The Lagos Division of the Court of Appeal in a judgment delivered today, the 24th of July 2015, declared the provisions of Section 78(7)(ii) of the Electoral Act 2010 which empowers the Independent National Electoral Commission (INEC) to de-register political parties which fail to win presidential or governorship elections or win a seat in the National Assembly or state Houses of Assembly, unconstitutional, null and void.
The appeal was one lodged by the National Conscience Party (NCP) against the judgment of Hon. Justice O. Abang of the Federal High Court, Lagos delivered on the 6th of March 2013. The Federal High Court had in its judgment, in a suit instituted by the NCP challenging its de-registration by INEC, affirmed the constitutionality of Section 78 (7)(ii) of the Electoral Act 2010 stating that the said provision did not conflict with the provisions of the Constitution or the African Charter on Human and Peoples’ Right Enforcement and Ratification Act.
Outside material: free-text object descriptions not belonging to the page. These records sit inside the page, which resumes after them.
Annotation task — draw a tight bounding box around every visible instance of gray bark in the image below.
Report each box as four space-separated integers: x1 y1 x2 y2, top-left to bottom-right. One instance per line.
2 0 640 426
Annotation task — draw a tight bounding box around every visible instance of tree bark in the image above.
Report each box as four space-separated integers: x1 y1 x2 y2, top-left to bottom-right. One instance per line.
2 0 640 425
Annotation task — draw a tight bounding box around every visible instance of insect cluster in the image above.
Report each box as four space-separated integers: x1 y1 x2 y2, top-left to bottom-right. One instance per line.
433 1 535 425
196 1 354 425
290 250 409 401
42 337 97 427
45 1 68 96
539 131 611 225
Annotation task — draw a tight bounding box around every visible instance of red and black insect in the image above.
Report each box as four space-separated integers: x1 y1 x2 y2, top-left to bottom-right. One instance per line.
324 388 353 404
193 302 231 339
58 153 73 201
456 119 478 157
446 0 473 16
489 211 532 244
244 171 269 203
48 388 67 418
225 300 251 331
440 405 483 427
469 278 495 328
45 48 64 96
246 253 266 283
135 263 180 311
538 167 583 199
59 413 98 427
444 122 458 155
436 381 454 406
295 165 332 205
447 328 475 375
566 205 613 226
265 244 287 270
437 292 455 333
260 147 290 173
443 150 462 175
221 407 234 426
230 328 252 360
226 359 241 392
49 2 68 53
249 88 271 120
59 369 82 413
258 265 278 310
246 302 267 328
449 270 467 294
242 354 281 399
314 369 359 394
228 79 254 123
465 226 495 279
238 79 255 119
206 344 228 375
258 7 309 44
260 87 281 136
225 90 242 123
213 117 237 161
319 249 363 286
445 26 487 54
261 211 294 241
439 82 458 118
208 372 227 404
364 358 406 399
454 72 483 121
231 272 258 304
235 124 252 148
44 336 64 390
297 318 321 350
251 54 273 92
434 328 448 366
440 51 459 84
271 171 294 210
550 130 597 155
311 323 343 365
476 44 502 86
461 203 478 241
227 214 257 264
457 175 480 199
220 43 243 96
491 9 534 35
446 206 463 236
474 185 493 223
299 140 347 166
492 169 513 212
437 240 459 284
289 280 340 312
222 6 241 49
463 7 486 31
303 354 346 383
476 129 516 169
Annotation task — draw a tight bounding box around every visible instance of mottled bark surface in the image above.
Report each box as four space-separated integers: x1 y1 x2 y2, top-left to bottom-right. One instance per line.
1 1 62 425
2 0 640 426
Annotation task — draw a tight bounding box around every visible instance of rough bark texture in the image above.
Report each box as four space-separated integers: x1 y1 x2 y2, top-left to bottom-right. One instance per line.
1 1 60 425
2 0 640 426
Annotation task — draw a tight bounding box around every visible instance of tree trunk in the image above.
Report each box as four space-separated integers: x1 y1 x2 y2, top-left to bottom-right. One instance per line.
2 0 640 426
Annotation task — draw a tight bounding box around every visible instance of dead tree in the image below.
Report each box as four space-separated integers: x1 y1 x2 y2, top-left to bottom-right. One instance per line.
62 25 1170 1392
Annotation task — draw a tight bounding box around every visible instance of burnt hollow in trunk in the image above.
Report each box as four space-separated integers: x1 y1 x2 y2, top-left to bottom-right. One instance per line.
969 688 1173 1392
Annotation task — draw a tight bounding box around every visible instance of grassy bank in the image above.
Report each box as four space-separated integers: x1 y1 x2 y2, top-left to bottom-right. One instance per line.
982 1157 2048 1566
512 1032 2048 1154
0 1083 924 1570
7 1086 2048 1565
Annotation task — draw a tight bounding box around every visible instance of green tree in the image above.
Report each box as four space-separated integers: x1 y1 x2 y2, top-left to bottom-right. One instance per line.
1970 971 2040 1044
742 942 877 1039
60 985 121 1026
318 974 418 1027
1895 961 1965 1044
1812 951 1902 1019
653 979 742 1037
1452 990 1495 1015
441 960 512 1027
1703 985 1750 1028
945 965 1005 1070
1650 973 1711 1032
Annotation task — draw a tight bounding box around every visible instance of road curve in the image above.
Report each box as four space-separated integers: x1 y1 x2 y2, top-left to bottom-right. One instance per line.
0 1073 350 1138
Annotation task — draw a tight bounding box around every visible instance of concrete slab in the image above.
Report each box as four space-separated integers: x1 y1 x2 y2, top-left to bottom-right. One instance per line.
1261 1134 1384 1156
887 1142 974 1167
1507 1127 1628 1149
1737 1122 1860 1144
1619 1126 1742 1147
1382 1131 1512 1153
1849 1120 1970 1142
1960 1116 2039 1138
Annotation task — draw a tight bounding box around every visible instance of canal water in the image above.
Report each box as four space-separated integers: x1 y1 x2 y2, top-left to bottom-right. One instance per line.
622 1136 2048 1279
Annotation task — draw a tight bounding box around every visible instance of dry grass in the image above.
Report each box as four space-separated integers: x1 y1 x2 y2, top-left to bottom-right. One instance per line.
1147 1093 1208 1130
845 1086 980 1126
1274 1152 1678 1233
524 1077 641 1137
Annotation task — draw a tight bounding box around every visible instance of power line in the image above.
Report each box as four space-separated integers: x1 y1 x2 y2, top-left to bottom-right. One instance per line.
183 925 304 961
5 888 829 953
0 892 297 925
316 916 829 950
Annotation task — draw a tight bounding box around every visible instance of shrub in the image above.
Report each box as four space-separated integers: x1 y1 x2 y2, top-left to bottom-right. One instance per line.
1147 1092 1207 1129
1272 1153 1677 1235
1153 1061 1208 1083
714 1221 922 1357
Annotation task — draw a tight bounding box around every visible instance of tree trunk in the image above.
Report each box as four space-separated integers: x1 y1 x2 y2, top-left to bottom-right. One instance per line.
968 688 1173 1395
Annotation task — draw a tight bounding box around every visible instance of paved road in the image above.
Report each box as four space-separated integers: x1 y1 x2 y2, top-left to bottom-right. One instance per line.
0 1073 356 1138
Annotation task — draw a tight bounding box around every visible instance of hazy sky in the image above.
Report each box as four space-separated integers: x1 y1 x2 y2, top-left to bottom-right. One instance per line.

The court had further stated that winning an election was an obligation needed to be fulfilled before a political party can be recognised by INEC and that the de-registration of political parties is part of INEC’s regulatory roles recognised by the proviso in Section 40 of the Constitution.
The appellate court however upturned the decision of the Federal High Court, Lagos stating that it is not a constitutional requirement for a political party to win an election before it can be accorded recognition.